There were a few seconds of awkward tension between us, the kind that existed in a halt of banter between strangers, unsure of which direction to steer the conversation, whether to continue down the path it started on or take an entirely different course.

She broke the silence. “I told you in order to give you a bit of understanding into the mindset of these women. You are so focused on the unsub, and what he is or isn’t, what his past was or wasn’t. I think it would be easy to overlook the victims’ mindsets.”

“What are you thinking exactly?” This woman intrigued me. She was a combo of beauty and brains.

“A man cheats on his wife, big deal. Maybe it’s even a sign of being a man, getting out there. The world idealizes them as being worldly and sophisticated. Even though, in a lot of respects, women have advanced in the twenty-first century. We can vote now.” She took pause to toss out a sardonic smile. “However, women are still viewed as inferior. Wages for women continue to be less than their male counterparts.

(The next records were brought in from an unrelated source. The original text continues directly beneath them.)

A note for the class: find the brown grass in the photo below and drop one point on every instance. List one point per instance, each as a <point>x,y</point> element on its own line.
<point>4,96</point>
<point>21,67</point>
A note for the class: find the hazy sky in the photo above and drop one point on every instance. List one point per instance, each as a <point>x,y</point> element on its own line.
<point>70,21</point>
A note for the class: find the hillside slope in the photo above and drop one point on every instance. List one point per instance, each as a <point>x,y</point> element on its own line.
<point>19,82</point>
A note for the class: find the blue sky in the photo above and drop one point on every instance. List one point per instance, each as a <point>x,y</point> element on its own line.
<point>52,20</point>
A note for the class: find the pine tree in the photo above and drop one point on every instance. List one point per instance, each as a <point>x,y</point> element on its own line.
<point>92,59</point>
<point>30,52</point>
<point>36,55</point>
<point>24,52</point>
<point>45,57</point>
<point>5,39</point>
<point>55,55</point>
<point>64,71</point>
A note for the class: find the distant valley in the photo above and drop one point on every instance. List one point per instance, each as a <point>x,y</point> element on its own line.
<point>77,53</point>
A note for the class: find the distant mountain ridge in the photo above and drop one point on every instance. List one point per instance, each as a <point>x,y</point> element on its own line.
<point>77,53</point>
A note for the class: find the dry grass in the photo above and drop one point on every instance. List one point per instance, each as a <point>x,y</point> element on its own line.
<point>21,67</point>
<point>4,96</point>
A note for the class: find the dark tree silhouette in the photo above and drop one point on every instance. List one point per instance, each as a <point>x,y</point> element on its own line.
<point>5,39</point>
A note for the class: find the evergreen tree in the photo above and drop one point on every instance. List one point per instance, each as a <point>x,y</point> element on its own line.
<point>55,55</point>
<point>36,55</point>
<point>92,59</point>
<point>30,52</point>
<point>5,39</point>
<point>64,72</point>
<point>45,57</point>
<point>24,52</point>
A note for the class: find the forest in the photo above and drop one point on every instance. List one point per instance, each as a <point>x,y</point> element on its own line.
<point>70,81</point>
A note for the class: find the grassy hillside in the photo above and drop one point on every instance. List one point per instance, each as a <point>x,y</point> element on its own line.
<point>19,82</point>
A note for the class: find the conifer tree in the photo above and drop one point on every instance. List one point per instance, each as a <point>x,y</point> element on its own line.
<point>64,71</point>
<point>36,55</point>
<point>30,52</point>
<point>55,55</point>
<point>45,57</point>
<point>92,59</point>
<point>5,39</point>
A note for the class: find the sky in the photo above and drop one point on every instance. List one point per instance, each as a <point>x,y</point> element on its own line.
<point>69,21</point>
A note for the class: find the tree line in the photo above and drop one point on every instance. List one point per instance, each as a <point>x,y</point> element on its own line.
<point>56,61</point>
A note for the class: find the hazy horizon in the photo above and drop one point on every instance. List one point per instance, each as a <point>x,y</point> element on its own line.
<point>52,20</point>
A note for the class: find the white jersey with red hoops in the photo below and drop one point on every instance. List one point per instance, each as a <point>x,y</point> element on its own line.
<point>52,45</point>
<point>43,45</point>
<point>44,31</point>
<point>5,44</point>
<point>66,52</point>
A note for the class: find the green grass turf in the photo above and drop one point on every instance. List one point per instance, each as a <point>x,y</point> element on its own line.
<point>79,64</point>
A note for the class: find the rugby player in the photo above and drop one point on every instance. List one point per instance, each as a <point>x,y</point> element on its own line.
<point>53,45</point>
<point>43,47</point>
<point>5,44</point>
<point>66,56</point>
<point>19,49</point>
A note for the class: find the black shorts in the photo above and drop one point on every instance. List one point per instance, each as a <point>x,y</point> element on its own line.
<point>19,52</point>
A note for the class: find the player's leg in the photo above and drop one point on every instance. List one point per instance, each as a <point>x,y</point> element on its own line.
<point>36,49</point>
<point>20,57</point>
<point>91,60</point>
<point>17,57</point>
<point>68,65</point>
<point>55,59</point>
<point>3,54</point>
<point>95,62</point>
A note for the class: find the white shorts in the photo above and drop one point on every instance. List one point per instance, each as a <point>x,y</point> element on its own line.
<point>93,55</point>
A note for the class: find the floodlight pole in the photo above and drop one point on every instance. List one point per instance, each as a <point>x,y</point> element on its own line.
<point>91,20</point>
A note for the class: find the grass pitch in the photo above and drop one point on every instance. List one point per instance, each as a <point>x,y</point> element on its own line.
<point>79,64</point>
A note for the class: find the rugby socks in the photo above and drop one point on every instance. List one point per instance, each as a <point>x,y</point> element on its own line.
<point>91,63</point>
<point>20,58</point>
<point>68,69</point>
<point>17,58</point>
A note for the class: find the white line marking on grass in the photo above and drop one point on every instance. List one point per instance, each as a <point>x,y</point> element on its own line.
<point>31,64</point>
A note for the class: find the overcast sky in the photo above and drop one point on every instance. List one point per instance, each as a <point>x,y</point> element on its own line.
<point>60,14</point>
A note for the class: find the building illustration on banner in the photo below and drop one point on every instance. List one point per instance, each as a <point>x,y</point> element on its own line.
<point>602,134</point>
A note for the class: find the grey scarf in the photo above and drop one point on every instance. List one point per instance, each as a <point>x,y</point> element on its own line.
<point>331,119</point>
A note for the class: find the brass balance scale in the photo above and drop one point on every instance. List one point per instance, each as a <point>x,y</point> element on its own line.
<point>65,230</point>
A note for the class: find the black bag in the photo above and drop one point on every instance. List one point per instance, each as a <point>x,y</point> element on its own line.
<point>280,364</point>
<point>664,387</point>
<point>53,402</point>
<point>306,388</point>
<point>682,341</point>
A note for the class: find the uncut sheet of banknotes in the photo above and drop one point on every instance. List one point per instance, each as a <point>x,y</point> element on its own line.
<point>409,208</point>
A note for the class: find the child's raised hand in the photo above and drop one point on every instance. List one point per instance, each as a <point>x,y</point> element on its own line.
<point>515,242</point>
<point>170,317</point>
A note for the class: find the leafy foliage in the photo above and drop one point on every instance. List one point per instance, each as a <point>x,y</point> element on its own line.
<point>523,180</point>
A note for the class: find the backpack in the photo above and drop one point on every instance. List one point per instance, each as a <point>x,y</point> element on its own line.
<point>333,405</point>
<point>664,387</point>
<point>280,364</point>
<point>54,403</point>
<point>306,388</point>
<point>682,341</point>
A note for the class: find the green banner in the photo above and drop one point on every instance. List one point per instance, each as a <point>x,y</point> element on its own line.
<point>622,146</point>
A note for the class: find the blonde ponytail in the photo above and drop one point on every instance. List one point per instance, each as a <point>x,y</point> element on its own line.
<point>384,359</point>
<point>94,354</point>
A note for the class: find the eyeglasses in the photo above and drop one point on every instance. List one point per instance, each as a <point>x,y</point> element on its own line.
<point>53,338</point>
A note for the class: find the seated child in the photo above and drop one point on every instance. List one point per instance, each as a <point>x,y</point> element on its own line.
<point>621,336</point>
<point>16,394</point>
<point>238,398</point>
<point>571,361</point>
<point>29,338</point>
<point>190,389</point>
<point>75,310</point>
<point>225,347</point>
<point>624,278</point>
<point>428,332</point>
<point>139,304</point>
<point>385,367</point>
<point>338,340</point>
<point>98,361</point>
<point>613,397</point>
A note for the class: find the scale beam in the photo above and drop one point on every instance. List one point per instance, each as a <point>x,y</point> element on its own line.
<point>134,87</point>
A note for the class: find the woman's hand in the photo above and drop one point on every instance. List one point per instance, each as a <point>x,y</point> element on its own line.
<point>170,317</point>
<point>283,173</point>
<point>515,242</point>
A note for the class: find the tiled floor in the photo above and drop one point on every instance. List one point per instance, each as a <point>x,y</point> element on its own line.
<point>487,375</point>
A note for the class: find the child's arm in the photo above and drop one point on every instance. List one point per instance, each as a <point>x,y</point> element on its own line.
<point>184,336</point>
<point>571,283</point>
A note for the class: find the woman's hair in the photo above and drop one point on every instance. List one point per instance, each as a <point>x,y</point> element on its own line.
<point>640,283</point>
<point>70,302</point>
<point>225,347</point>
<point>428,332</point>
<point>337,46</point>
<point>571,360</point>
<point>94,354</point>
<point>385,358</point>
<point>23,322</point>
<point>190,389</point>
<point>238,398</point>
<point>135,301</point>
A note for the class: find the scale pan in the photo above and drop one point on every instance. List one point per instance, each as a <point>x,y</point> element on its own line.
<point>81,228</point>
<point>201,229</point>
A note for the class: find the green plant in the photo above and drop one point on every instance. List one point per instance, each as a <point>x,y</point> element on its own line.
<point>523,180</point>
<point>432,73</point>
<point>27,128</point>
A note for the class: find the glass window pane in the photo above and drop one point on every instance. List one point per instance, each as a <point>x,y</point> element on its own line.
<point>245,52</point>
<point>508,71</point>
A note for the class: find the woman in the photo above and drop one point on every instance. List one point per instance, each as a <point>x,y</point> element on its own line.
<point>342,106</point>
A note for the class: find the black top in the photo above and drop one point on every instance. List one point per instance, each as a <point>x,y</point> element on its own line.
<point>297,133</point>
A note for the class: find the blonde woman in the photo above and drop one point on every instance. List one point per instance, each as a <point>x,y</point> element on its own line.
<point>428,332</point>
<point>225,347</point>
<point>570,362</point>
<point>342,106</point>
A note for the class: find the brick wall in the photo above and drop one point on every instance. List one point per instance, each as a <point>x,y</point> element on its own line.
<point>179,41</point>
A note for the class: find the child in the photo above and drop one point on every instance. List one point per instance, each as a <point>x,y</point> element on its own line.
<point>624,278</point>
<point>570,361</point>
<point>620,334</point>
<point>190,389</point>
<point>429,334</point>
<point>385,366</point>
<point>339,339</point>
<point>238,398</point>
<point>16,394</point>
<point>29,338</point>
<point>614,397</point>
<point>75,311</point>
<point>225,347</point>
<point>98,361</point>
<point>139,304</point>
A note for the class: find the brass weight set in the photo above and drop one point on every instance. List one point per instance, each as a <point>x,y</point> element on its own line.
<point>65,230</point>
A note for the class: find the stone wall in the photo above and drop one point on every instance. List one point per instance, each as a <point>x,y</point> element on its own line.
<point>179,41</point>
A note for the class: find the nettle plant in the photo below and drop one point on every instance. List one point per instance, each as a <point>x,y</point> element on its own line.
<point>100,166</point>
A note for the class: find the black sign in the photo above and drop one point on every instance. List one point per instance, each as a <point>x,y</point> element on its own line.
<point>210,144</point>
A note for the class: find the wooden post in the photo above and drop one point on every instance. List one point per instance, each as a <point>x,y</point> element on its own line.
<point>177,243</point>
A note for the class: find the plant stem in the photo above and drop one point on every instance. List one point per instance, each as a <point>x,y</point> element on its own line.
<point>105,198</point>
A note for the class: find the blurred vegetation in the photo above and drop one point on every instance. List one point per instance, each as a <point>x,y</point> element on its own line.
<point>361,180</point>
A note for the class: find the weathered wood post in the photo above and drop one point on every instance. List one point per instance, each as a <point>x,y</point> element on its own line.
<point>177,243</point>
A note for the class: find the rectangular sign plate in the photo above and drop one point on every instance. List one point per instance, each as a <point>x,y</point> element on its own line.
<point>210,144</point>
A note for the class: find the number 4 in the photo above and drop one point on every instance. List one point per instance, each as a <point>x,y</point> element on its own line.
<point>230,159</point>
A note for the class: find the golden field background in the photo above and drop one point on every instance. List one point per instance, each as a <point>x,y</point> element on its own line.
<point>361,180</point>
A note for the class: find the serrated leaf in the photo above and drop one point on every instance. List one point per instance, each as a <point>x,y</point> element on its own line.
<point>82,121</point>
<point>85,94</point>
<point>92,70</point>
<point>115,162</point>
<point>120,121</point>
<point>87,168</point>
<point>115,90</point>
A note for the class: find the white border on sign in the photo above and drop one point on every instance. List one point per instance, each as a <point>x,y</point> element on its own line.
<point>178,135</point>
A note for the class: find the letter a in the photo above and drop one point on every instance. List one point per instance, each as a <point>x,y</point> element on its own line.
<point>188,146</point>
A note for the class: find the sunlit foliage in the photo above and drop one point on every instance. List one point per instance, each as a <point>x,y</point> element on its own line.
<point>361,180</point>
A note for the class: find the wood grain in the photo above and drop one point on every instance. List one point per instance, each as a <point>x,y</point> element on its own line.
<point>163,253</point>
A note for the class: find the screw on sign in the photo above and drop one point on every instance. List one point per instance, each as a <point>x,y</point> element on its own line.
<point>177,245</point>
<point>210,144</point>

Women are expected to remain fit and active, while men can let themselves go around the middle.”

“Hope you don’t think less of me for eating all that just now.” I laughed, and she tossed the bunched-up napkin onto my plate.

“No, be serious here.”

“I’ll try.” I wasn’t in the mood to be serious. I was fed, though hungry. What would it be like with another woman? I had only been with Deb and Paige. Modern society would view me as naive and inexperienced. I liked to think I had values. With that thought, my failed marriage and images of Paige’s naked body mingled together.

“These women were all married. Respectable, right? I mean a lot these days don’t even go as far as making a commitment. Whether people adhere to their vows or not isn’t what I’m focusing on. But there had to be some level of morals there for them to enter into a marriage.”

“Amy Rogers married a rich, powerful man. Sydney Poole was the wife of a prestigious lawyer who owns a firm. It could have been something as simple as them seeing dollar signs. Women do like the finer things.”

“I take it you have experience in that regard?”

I took her question as a challenge. “I know for a fact.”

“What? You? Married?” Her grin faded when I didn’t form one. “Oh.”

“Never mind. It doesn’t matter. Continue.”

“Okay.” She drew out the word. “Let’s assume they married for love as well. Women do adore being doted on, no matter how independent we claim to be, and we still gush inside when we get a dozen roses.”

“Good to know.”

“I don’t think you’re that naive Agent.” Her eyes drifted from mine to the table. I didn’t think she possessed an ounce of shyness. I was wrong.

“What more are you thinking?”

“Just that these women had some sort of moral compass. If they cheated, perhaps they felt neglected. This other man, possibly your unsub, was there to fit the bill.”

With her saying that, things aligned. “You think that the man we’re looking for may have had connections to the men initially and not the women? You are a genius. He saw these women weren’t getting the attention they needed at home so he saw it as his opening.”

Becky leaned back into her chair, the wood creaking with the movement. “Could be. So, would I make a good agent?”

I flagged down our server and ordered a beer. “Hope you’ll join me.”

She consulted her watch. “It is getting late.”

“Come on, one beer, and it’s on me.”

She nodded. “Sure, why not? Beer and coffee. Interesting combination.”

She laughed, and the sound of it transformed into a soothing resonance. Becky Tulson was already beginning to feel like a close friend.